Tudo Menos Economia

Por

Bagão Félix, Francisco Louçã e Ricardo Cabral

António Bagão Félix

15 de Junho de 2017, 12:26

Por

Recorde de triplo-salto

Cada ano, cada calendário de feriados. Umas vezes bem entrosado com o prazer do ócio, outras vezes mais favorável à sua negação, quer dizer ao (neg)ócio. Voltámos a ter 13 feriados obrigatórios a que se juntam, por regra, mais 2 (Carnaval e feriado municipal). Um número não muito diferente da Europa (Espanha, 12; França, 13; Alemanha, 10; R. Unido, 9; Grécia, 14; Itália, 12).

Desta vez quis o capricho das datas que houvesse (em Lisboa) três feriados no espaço de 6 dias. Ocasião ímpar para o triplo salto por via de pontes e aquedutos. O primeiro salto galgou a segunda-feira, 12 de Junho. O segundo a quarta-feira, 14. E o final, esta sexta-feira, 16. Com o dispêndio de 3 dias de férias salamizadas, conseguem-se 9 dias consecutivos de descanso. Nem o campeão olímpico Nelson Évora de triplo salto atingiu tal marca.

A “engenharia das pontes” é muito aprimorada em alguns sectores profissionais. No entanto, pode ter consequências negativas na organização da produção e do trabalho. Além disso, as pontes nem sempre são justamente distribuídas. De facto, quem as goza são quase sempre os mesmos: funcionários púbicos, empregados dos serviços, banca, seguros e pouco mais. Não se ouve falar de pontes na agricultura ou nas fábricas. E quanto a regiões, abundam nas cidades principais e muito pouco no interior …
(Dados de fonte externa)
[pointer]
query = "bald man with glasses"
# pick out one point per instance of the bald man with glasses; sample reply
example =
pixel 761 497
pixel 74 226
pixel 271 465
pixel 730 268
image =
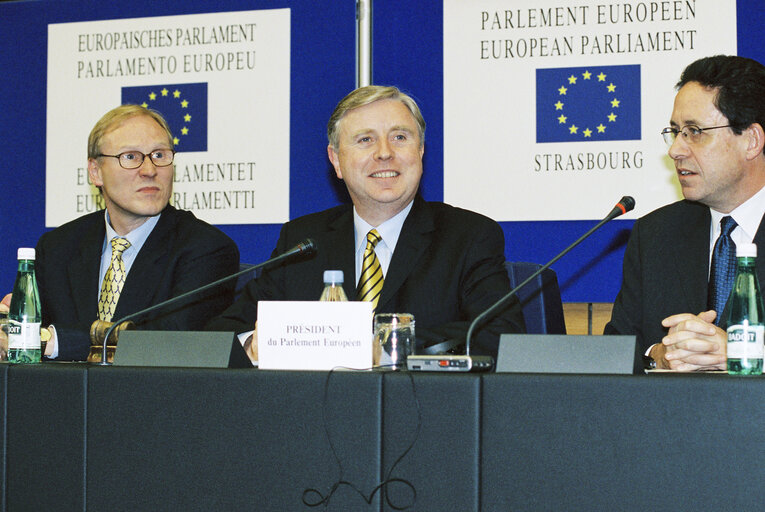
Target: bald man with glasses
pixel 135 253
pixel 680 260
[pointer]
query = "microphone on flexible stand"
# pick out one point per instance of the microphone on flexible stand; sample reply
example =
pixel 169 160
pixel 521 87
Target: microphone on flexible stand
pixel 307 246
pixel 483 363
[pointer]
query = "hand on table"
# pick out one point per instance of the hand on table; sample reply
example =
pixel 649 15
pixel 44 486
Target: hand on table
pixel 693 342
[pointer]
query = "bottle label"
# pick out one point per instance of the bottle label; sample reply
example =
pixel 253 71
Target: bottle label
pixel 745 341
pixel 23 335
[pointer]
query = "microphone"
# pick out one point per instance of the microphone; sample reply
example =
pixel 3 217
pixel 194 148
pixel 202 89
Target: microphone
pixel 479 363
pixel 305 247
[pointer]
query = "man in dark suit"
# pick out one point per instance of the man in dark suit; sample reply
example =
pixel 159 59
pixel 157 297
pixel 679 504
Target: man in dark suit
pixel 440 263
pixel 716 141
pixel 166 251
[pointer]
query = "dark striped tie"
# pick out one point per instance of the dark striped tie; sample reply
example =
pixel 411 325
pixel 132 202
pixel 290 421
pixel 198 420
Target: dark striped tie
pixel 371 280
pixel 723 268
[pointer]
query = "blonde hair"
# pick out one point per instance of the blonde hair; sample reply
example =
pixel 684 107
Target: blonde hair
pixel 117 116
pixel 366 95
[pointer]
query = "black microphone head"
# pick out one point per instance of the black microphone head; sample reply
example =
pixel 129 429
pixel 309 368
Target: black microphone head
pixel 628 202
pixel 307 246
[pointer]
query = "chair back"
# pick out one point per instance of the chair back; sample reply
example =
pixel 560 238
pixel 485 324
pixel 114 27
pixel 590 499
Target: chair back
pixel 540 298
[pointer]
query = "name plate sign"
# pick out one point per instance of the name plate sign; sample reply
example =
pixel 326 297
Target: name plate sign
pixel 299 335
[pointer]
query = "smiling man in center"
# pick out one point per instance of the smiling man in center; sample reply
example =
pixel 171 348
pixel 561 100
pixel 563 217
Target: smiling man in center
pixel 445 265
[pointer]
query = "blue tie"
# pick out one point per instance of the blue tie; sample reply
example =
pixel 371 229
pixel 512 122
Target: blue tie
pixel 723 271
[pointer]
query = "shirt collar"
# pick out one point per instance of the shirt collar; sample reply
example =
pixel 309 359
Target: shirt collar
pixel 389 230
pixel 137 237
pixel 747 215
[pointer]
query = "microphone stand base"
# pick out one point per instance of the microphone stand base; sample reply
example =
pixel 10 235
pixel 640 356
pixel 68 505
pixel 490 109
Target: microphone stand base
pixel 449 363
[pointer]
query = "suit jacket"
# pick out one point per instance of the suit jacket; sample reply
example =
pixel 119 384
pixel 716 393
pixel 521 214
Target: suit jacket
pixel 181 253
pixel 446 269
pixel 666 271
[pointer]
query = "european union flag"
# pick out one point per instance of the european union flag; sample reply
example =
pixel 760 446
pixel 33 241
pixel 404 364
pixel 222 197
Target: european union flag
pixel 588 104
pixel 184 107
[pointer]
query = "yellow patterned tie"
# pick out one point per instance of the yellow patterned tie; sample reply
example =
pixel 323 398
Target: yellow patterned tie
pixel 371 280
pixel 113 280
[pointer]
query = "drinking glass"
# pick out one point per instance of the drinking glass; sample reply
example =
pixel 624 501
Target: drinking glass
pixel 393 339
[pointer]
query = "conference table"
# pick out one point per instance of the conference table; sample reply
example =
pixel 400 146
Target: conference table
pixel 80 437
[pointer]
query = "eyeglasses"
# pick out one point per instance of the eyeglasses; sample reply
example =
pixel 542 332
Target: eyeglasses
pixel 134 159
pixel 691 133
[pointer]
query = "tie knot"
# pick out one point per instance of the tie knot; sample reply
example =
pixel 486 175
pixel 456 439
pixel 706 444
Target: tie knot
pixel 119 245
pixel 373 237
pixel 727 225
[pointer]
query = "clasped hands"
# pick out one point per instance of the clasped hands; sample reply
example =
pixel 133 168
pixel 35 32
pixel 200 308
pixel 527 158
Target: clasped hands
pixel 692 343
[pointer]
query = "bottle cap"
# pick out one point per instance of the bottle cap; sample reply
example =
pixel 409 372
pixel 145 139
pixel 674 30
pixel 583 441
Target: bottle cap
pixel 333 277
pixel 26 253
pixel 746 250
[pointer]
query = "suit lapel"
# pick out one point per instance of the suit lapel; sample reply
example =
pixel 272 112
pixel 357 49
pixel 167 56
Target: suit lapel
pixel 759 239
pixel 84 270
pixel 341 250
pixel 413 242
pixel 690 256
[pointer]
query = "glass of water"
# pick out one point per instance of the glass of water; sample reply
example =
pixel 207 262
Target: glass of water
pixel 394 335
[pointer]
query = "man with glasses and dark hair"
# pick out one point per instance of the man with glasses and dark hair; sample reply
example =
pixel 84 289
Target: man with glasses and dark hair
pixel 680 260
pixel 442 264
pixel 139 251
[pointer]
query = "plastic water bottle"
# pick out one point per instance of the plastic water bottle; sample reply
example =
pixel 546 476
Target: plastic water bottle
pixel 746 330
pixel 24 315
pixel 333 287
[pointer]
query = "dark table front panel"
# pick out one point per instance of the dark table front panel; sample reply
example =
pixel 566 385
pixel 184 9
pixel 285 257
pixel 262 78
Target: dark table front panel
pixel 45 442
pixel 97 439
pixel 162 439
pixel 660 442
pixel 442 465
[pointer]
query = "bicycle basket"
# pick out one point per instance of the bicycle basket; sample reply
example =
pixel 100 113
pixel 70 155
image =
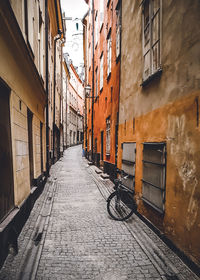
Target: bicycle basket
pixel 127 198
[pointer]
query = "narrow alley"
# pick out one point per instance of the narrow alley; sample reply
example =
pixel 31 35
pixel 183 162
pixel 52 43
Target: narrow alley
pixel 69 234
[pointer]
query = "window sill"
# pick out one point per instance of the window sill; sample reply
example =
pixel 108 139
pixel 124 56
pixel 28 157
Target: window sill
pixel 155 75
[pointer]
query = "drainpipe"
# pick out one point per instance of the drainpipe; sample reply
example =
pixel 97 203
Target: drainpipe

Politicamente falando, a questão à volta das pontes já é assunto velho…. O Código de Trabalho de 2002 deixou a possibilidade de “mediante legislação especial determinados feriados obrigatórios poderem ser observados na segunda-feira da semana subsequente” (como no Reino Unido e Suíça). Logo, naquela altura, vozes críticas argumentaram que tal alteração conduziria à descaracterização do significado político, social ou religioso de feriados. Evidentemente que tal disposição, considerando o forte carácter simbólico (civil ou religioso) de certos feriados, só pode ser aplicada a alguns.  De vez em quando, o assunto é retomado e apresentado como uma grande novidade com a oportuna amnésia daquela disposição legal, que só carece de negociação em concertação social para ser regulamentada. Já nesta legislatura o PSD apresentou uma proposta parlamentar e o governo, pela voz do ministro do Trabalho, afirmou-se disponível para avançar. Pela enésima vez, se voltará a falar no velho assunto, sempre apresentado como novo.

Neste tipo de reflexões e discussões à volta das consequências dos feriados e pontes para a nossa economia, não se devem, contudo, tirar conclusões apressadas por via de um raciocínio simplista da divisão do Produto pelos dias do ano, para se concluir que se perdem x milhões por cada ponte ou y por cada feriado. Primeiro, porque esta correlação não é automática e em algumas actividades sobretudo terciárias não faz sentido. Depois, porque as indústrias do lazer e do turismo, potenciadas pelos tempos de descanso, são hoje uma das fontes principais de consumo e geração de riqueza.

É claro que aquelas eventuais alterações sobre a redução das pontes são, sobretudo, sinalizadoras. E não devemos esquecer que o nosso nível de produtividade não está tanto nos dias em que não se trabalha, mas mais nos dias em que se trabalha…

P.S. O meu texto sobre o programa da RTP “Cuidado com a língua” foi baseado no que li no Ciberdúvidas (cito: “a RTP voltou a interromper, agora definitivamente, o magazine “Cuidado com a Língua”) e na circunstância de o responsável deste sítio na Internet ser igualmente o autor daquele magazine televisivo.

 Entretanto, o Director de Programas da RTP, Daniel Deusdado, contactou-me esclarecendo que o referido programa não vai terminar, aguardando-se a entrega pela produtora de novos episódios da actual série. Aqui fica a devida rectificação e, já agora, a minha satisfação pelo propósito enunciado da continuação do “Cuidado com a língua”.

Comentários

  1. Mas qual é afinal o problema das “pontes” ?
    Parece-me legítimo usar dias de férias aos quais se tem pleno direito nestas ocasiões, e há setores da economia que beneficiam, como hotelaria, restauração etc… Os dias de férias são sempre os mesmos (tipicamente 22), e se não forem usados no dia X, sê-lo-ão no dia Y…

    Muitas vezes a falta de produtividade é mesmo ir trabalhar numa semana destas.